NOTE This notebook is not part of the documentation. It’s not meant to be in the webpage. It’s something I wrote when I was testing the new functionality and I think it’s nice to have it handy.

import arviz as az
import bambi as bmb
import matplotlib.pyplot as plt
import numpy as np
import pandas as pd
data = bmb.load_data("sleepstudy")
data.head()
Reaction Days Subject
0 249.5600 0 308
1 258.7047 1 308
2 250.8006 2 308
3 321.4398 3 308
4 356.8519 4 308
model = bmb.Model("Reaction ~ 1 + Days + (1 + Days | Subject)", data)
model
       Formula: Reaction ~ 1 + Days + (1 + Days | Subject)
        Family: gaussian
          Link: mu = identity
  Observations: 180
        Priors: 
    target = mu
        Common-level effects
            Intercept ~ Normal(mu: 298.5079, sigma: 261.0092)
            Days ~ Normal(mu: 0.0, sigma: 48.8915)
        
        Group-level effects
            1|Subject ~ Normal(mu: 0.0, sigma: HalfNormal(sigma: 261.0092))
            Days|Subject ~ Normal(mu: 0.0, sigma: HalfNormal(sigma: 48.8915))
        
        Auxiliary parameters
            sigma ~ HalfStudentT(nu: 4.0, sigma: 56.1721)
idata = model.fit()
Auto-assigning NUTS sampler...
Initializing NUTS using jitter+adapt_diag...
Multiprocess sampling (2 chains in 2 jobs)
NUTS: [Reaction_sigma, Intercept, Days, 1|Subject_sigma, 1|Subject_offset, Days|Subject_sigma, Days|Subject_offset]
100.00% [4000/4000 00:15<00:00 Sampling 2 chains, 0 divergences]
Sampling 2 chains for 1_000 tune and 1_000 draw iterations (2_000 + 2_000 draws total) took 15 seconds.
We recommend running at least 4 chains for robust computation of convergence diagnostics
df_new = data.head(10).reset_index(drop=True)
df_new["Subject"] = "xxx"
df_new = pd.concat([df_new, data.head(10)])
df_new = df_new.reset_index(drop=True)
df_new
Reaction Days Subject
0 249.5600 0 xxx
1 258.7047 1 xxx
2 250.8006 2 xxx
3 321.4398 3 xxx
4 356.8519 4 xxx
5 414.6901 5 xxx
6 382.2038 6 xxx
7 290.1486 7 xxx
8 430.5853 8 xxx
9 466.3535 9 xxx
10 249.5600 0 308
11 258.7047 1 308
12 250.8006 2 308
13 321.4398 3 308
14 356.8519 4 308
15 414.6901 5 308
16 382.2038 6 308
17 290.1486 7 308
18 430.5853 8 308
19 466.3535 9 308
p = model.predict(idata, data=df_new, inplace=False, sample_new_groups=True)
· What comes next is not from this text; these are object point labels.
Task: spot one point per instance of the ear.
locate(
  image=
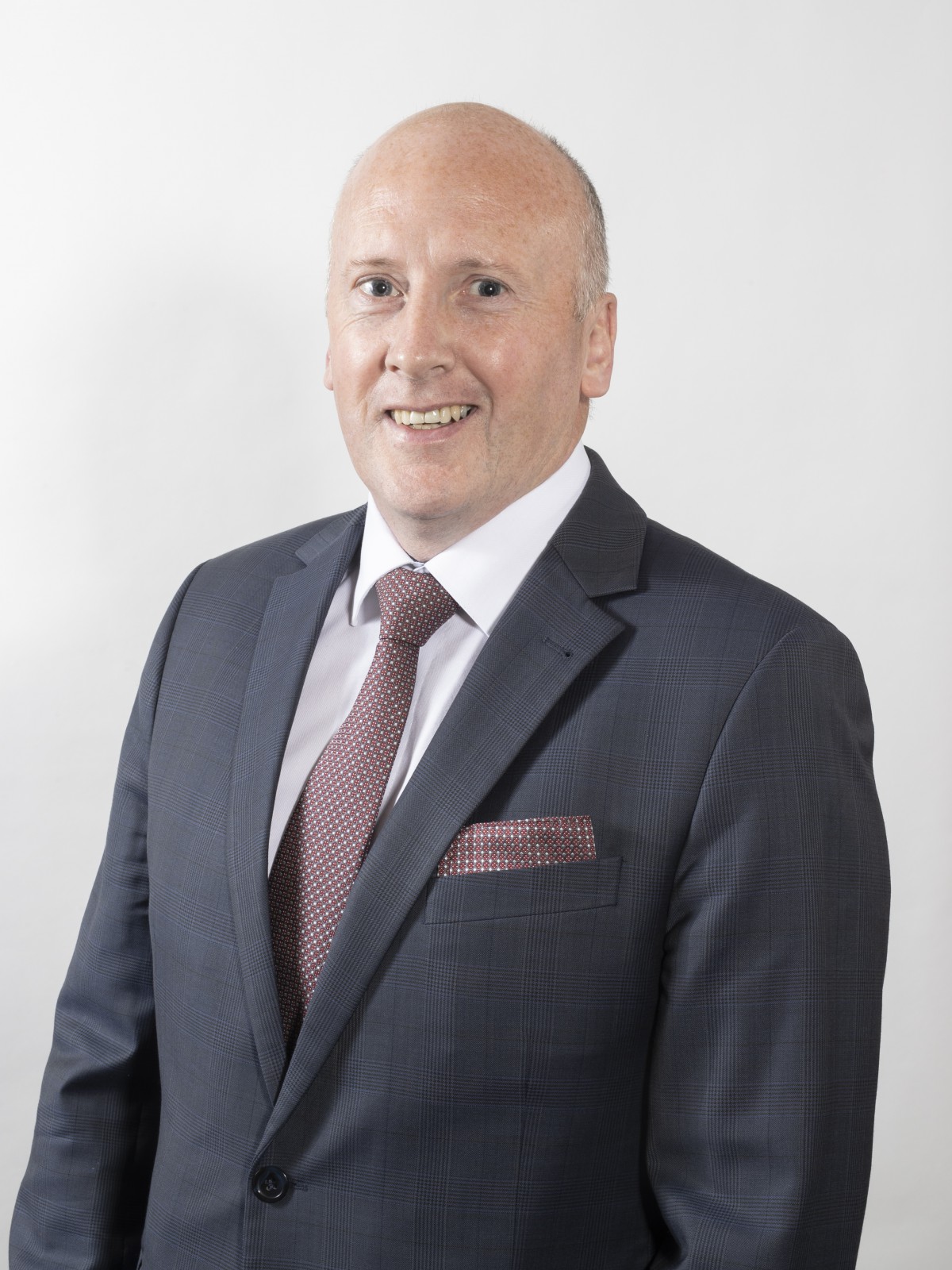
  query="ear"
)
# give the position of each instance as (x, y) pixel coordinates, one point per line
(602, 325)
reaction_draws = p.posterior["Reaction_mean"]
mean = reaction_draws.mean(("chain", "draw")).to_numpy()
bounds = reaction_draws.quantile((0.025, 0.975), ("chain", "draw")).to_numpy()
fig, axes = plt.subplots(1, 2, figsize=(10, 4), sharey=True)

axes[0].scatter(df_new.iloc[10:]["Days"], df_new.iloc[10:]["Reaction"])
axes[1].scatter(df_new.iloc[:10]["Days"], df_new.iloc[:10]["Reaction"])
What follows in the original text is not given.